(1.) Heart of the question is whether in determining the extent of the total holdings under the Maharashtra Agricultural Lands (Ceiling on Holdings) Act, 1961 ("the Act" for short), the consideration of the requirement of making provision for the expenses for marriage and/or maintenance of unmarried major daughter in a general partition in a Hindu family has any place.
(2.) Petitioner 1 Bhagwandas Heda's Joint family consists of his wife Smt. Kamlabai (petitioner 2). three minor sons: Amritlal (petitioner 3), Tarachand (petitioner 4) and HemantKumar, two minor unmarried daughter : Premalatha and Hemalata and a major unmarried daughter Kiran. Bhagwandas as the held of the family filed a return of total holdings as required under Section 12 of the Act. On making enquiry, the SLDT found 34.24 acres as surplus. In appeal the MRT maintained this order. Being aggrieved, the present petition under Article 226 of the constitution has been filed.

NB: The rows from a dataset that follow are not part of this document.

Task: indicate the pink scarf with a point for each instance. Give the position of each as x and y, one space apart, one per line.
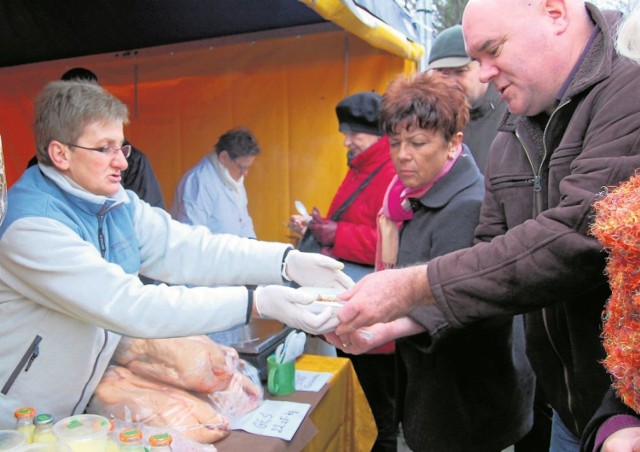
396 208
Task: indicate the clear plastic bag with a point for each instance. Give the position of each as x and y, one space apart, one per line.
244 393
124 396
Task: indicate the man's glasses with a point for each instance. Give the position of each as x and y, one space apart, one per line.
111 150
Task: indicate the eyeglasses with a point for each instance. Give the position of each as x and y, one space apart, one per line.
110 150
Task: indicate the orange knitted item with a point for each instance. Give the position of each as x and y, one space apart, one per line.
617 227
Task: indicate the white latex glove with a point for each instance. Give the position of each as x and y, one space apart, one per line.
315 270
287 305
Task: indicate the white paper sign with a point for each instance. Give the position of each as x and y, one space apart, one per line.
311 381
279 419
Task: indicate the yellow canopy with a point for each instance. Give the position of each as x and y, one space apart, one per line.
367 27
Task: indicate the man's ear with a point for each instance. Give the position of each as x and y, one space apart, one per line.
454 144
59 155
557 11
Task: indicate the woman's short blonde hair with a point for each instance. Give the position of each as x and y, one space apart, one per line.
628 42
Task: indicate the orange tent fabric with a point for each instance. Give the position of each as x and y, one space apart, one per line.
181 98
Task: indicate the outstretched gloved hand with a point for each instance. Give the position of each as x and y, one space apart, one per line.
287 305
315 270
324 230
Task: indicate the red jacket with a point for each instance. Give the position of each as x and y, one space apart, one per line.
356 236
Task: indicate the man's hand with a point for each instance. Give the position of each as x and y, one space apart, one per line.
315 270
362 340
625 440
323 230
287 305
298 224
384 296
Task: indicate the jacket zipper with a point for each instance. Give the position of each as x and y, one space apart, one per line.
565 369
537 187
103 251
25 362
537 182
101 241
93 371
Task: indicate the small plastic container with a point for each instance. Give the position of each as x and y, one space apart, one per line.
11 440
43 432
160 442
47 447
24 422
83 432
131 440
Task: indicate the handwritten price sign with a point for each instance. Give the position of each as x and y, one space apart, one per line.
274 418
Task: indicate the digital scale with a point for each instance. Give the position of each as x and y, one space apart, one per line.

(3.) Two points were originally raised in this petition. One relates to the extent of Pot-kharab land. According to the petitioner. 9.30 acres (and not merely 4019 acres as held by the Authorities) is the extent of Pot-kharab land. The areas covered by drainage work. embankment, etc. which are maintained for the purposes of agriculture were not excluded by the Authorities as they fall within the definition of the term "land" under Section 2 (16) of the Act. It seems to me that the finding recorded is correct. My attention was invited to the statement of patwari examined on behalf of the State to the effect that one Nala exists in field survey 2/1 of mouza Esapur. It is contended that at least the area of the Nala should have been excluded. There is no material on record about the nature and extent of the Nala. Even in the writ petition these details are missing. Hence this contention also cannot be accepted. The other point relates to the difference of two acres out of this very field initially measuring 15.21 acres. Area of 10 acres out of this was sold in the year 1971 to Abdul Rahim (respondent 3). The authorities did not accept the case that though in the sale deed only 10 acres is mentioned, the purchaser wrongly took possession of 12 acres. No valid reason is demonstrated before me to take a different view of the matter. Crop statement for the year 1970-71 (the correctness of which was not disputed in appeal) and the statement made by petitioner 1 indicates his physical possession over 5.21 acres. It is true that crop-statements for subsequent years and the oral testimony of the purchaser does indicate his physical possession over 12 acres. But that evidence has not been accepted. The finding is thus based on appreciation of evidence.